青年の光を反射する黄色い靴が石を引っ掛けてまろび転げる。
―――その隙を幸音は見逃さない。
「こなくそっ!」
「くっ」
倒れかかった男の体が前のめりに体勢を崩す。幸音は必死になって両手を伸ばし、ジャンバーの薄いポリエステルの表面を思い切り握りこんだ。布が裂けて綿が飛び出し、爪と肉の合間に細い丈夫な糸が入り込む。摩擦が生じてぷつ、と肉が切れた。
幸音は構わず押しつぶすように男の背中に雪崩れ込み、全体重を伸しつけてマウントをとる。
「吉村さん!!」
両膝を男の背骨の頂に乗せ、動きを静止させようと体位を変えかけた時、鋭い呼び声が幸音の耳を打つ。
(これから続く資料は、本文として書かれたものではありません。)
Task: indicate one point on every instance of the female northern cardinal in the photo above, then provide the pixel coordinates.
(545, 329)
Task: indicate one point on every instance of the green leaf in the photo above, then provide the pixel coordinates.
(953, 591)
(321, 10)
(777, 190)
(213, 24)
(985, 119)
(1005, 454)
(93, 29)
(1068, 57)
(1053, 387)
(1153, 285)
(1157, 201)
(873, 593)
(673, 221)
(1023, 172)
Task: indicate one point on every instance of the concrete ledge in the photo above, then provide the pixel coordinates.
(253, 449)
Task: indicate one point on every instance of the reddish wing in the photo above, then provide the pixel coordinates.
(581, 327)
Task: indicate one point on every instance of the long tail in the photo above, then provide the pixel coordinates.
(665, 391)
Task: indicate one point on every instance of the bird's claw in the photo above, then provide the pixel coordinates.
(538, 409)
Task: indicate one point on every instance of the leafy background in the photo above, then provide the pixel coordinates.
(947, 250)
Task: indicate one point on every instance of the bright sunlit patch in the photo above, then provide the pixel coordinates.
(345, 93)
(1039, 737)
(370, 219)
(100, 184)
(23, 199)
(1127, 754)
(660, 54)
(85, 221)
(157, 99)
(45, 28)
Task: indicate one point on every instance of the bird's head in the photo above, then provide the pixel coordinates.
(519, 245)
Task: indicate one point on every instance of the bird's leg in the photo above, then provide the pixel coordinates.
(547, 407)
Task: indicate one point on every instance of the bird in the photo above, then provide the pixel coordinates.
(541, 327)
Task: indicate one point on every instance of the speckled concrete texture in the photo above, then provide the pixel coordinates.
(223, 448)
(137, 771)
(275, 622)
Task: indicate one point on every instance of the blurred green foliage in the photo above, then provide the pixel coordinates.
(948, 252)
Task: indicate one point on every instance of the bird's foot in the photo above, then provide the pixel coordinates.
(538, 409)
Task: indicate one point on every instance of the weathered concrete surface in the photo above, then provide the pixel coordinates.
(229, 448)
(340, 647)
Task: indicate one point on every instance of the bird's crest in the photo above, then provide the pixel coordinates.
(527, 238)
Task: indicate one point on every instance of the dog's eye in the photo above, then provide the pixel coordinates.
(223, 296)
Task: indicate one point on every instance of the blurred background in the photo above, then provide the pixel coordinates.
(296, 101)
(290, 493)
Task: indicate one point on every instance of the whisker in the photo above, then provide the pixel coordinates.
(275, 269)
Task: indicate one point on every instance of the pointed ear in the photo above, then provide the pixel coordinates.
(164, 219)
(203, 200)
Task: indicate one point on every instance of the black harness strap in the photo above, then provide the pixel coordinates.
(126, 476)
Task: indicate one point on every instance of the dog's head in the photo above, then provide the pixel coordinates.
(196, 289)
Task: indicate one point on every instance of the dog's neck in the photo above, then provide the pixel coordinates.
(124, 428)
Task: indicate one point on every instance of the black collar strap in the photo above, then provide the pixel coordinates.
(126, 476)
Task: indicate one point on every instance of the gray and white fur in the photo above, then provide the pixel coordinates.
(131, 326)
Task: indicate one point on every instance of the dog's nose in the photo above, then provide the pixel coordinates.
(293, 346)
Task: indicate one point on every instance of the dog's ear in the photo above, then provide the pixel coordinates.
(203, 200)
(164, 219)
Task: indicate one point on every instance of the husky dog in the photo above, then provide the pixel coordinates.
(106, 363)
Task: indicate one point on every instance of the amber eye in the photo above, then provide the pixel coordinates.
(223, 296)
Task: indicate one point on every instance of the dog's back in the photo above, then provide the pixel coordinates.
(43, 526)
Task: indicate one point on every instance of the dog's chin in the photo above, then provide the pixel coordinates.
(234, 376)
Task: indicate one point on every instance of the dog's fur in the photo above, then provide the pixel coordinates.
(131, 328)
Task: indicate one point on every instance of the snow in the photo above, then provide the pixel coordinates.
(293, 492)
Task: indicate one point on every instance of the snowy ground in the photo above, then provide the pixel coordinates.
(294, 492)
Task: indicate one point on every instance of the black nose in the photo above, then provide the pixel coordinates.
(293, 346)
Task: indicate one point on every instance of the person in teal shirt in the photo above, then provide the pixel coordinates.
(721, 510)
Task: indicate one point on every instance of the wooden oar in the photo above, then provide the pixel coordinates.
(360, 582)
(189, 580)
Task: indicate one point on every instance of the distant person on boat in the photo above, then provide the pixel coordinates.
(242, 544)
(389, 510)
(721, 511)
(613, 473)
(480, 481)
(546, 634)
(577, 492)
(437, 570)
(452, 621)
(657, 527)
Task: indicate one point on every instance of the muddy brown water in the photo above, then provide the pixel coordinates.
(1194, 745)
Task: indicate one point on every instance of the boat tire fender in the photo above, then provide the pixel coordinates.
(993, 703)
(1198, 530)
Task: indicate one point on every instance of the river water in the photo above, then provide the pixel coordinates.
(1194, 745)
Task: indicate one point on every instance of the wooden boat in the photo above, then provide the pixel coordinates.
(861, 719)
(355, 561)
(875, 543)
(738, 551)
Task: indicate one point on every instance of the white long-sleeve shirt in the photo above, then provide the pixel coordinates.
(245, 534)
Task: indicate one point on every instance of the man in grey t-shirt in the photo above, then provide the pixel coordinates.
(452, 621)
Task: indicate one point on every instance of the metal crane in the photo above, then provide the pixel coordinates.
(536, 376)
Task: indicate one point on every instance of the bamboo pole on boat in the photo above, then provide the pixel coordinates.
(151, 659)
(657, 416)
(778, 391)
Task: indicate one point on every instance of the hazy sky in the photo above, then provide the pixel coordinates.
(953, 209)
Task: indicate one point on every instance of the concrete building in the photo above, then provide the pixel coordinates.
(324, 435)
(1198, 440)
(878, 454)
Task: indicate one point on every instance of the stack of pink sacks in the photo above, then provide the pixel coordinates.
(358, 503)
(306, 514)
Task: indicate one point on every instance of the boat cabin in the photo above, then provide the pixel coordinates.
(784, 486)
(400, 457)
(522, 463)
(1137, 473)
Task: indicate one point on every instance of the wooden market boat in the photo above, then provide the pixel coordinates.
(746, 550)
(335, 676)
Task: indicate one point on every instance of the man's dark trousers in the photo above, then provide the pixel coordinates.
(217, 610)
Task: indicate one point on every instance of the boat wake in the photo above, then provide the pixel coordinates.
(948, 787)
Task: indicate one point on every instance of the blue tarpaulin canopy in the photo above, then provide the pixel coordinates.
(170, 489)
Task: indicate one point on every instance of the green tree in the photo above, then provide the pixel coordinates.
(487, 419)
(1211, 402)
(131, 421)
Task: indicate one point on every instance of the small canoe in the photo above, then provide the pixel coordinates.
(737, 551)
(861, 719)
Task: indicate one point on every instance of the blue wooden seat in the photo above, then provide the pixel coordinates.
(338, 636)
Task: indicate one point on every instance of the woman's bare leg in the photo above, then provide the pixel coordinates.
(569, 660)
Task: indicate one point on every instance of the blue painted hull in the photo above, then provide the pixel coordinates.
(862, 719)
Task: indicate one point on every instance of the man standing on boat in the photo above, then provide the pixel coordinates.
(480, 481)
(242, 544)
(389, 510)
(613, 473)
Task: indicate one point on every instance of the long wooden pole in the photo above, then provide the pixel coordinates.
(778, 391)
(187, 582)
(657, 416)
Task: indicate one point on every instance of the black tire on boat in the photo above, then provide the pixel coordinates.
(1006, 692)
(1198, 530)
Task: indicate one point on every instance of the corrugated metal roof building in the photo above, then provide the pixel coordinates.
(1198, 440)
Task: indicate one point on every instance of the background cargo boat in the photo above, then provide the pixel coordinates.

一瞬力を抜いて、後方から走り来る人物に眼を向けたとき、視界が、ブレた。
正しくは、二重に。
分厚いレンズ越しに歪んだ由貴の姿が見えた。
「しょ」
しょうのくん。
らしくなく、焦燥と動揺を綯い交ぜにした表情で庄野由貴が幸音に向けて片手を伸ば―――したはずだった。
「あ・・・」
視界の先が暗転し、油を溶かしたような世界が広がる。水溜りにガソリンを零したような、異様な世界。状況を理解するより早く、幸音の体が硬くて冷たいものにぶつかった。顎先が削れたような痛みと、掌を引っかいたような熱さ。
昔、遊戯の途中で転げた時の感覚と奇妙に一致した。
「幸音さん!!」
指先を動かすたびに、針先で細かに指されたような激痛が走り、幸音は思わず声にならない悲鳴を上げた。
「幸音さんっ!」
いったいなにが自分の身に起きたのか、確認しようと瞑っていた瞼を必死で押し上げ、幸音は息を飲んだ。揺らぐ視界のブレた焦点の先、心配そうな顔で駆け寄ってきた由貴の背中に陽炎のような人影が回りこんでいる。
幸音は気付くや否や両手を伸ばして、それを引き倒していた。
「うわっ!」
白髪の毛先が宙に舞う。
すぐ後、腹部と肩口を鈍痛が襲い、幸音はたまらず大きく咳き込んだ。
「げほっ」
爪立てて引き倒したその人物の傍で焦げ臭い匂いがする。
冬ではありえぬ突然の蒸気。立ち上る陽炎。
体の下にあったはずの体温と弾力は既になく、腹部を庇って蹲った幸音の意識の向こう側で足音が響いた。
「幸・・・、吉村さん!! 吉村さん、大丈夫ですか!?」
逃げ去っていく二人分の足音。
揺り動かされながら、痛みのため幸音は返答も出来ず、石崎が慌てて到着するまでのほんのしばらく、冷たいアスファルトの上で身を丸めていた。